In Australia, MySuper insurance, also called Default Life Insurance, is group life insurance coverage arranged by Australian superannuation trustees for their members. Most MySuper products automatically include death and total and permanent disability (TPD) insurance, allowing members to withdraw or adjust their coverage. APRA has observed that most Australians obtain life insurance through their superannuation fund.

=== Canada ===
In Canada, group insurance is usually purchased through larger brokerage firms because brokers receive better rates than individual companies or unions.

=== India ===
In India, broker procured group term insurance does not necessarily have any price advantage to the buyer, i.e., the master policy holder.

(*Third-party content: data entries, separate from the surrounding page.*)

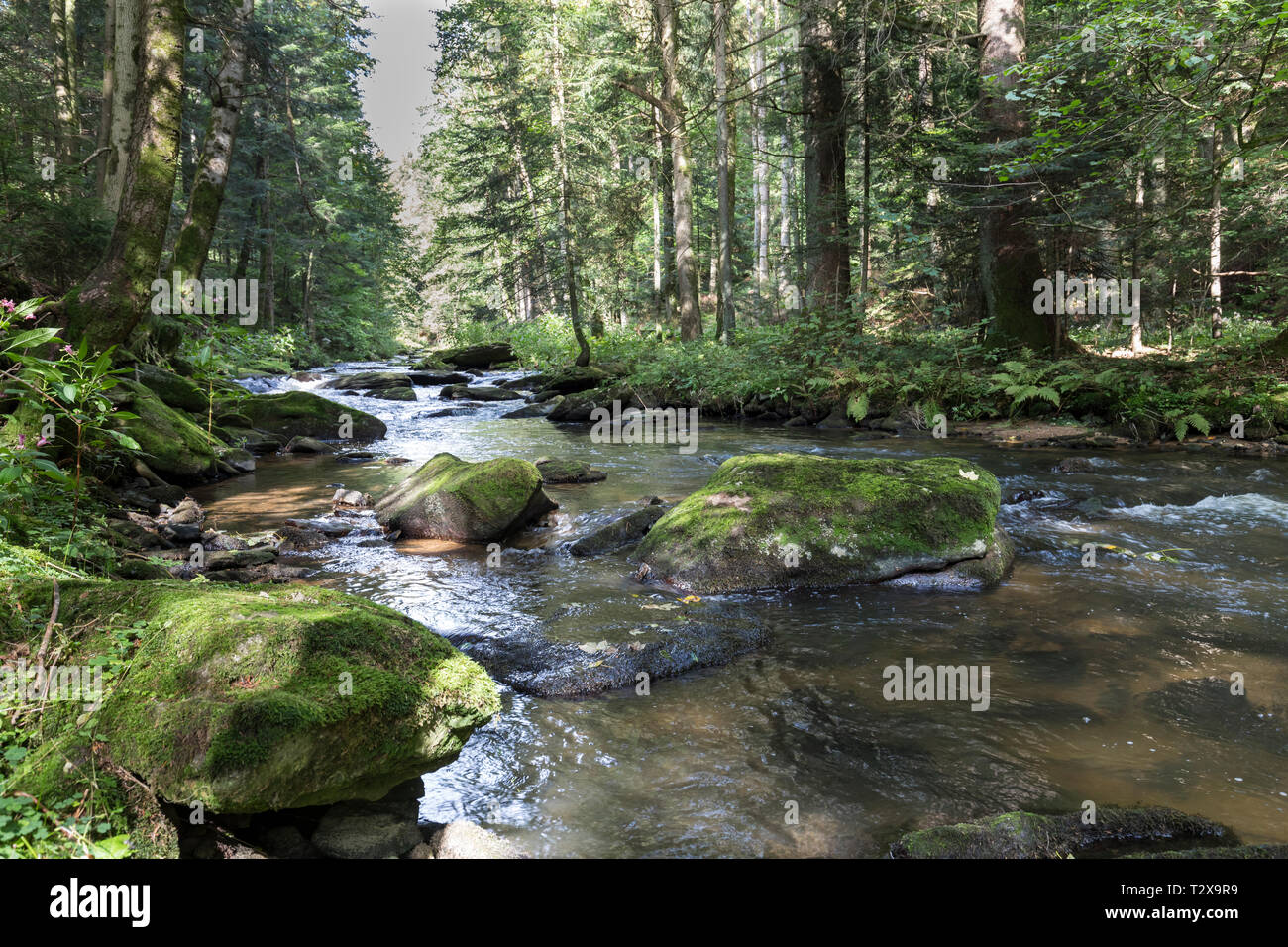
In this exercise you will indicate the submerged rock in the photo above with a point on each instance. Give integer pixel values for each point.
(290, 414)
(571, 381)
(621, 532)
(562, 471)
(539, 665)
(1028, 835)
(449, 497)
(391, 394)
(468, 840)
(477, 356)
(366, 830)
(967, 575)
(1205, 707)
(531, 410)
(773, 521)
(438, 377)
(269, 698)
(477, 393)
(372, 380)
(308, 445)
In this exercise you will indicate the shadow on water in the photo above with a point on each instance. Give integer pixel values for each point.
(1098, 674)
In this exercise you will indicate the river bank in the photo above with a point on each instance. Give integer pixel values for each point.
(706, 763)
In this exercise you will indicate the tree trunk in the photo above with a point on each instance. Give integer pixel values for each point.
(760, 144)
(104, 115)
(64, 132)
(725, 324)
(1215, 235)
(125, 80)
(567, 245)
(217, 153)
(785, 195)
(827, 244)
(674, 115)
(114, 298)
(267, 261)
(1009, 258)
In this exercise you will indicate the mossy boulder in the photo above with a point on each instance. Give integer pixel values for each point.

Group health insurance plans provided in India are generally uniform in nature, offering the same benefits to all employees or members of the group. However, they can be customized to offer benefits by designation and profile of employees. Most professionally run companies today provide group health insurance as a part of their Employee Welfare programs. Each company, however, gets the plan customized based on the employee demographics. Typically in India, companies use broker services to design their plan and negotiate with insurance companies. One specific advantage that group plans have over retail plans in India is that the group plans provide day one cover for pre-existing diseases while the retail plans have one to four years waiting period.

== Compulsory vs. voluntary coverage ==
Group life insurance covers may be either compulsory – in which case no member can opt out of the insurance – or voluntary, where each eligible member may decide within a given time limit whether or not to be included in the group insurance. This is irrespective of who pays the premium.

== Underwriting requirements ==
Since compulsory cover offers much less scope for adverse selection, it is subject to much more relaxed underwriting requirements than voluntary covers. Underwriting requirements even for voluntary group life cover are far less onerous than for similar insurance on individual lives. However, the assessment criteria for group life insurance cover is more strict in comparison to individual coverage. It is easier to qualify for benefits under individual cover than group cover at claim stage. This is because group benefit covers a wider range of people without medical examinations and group cover offers less scope for adverse selection.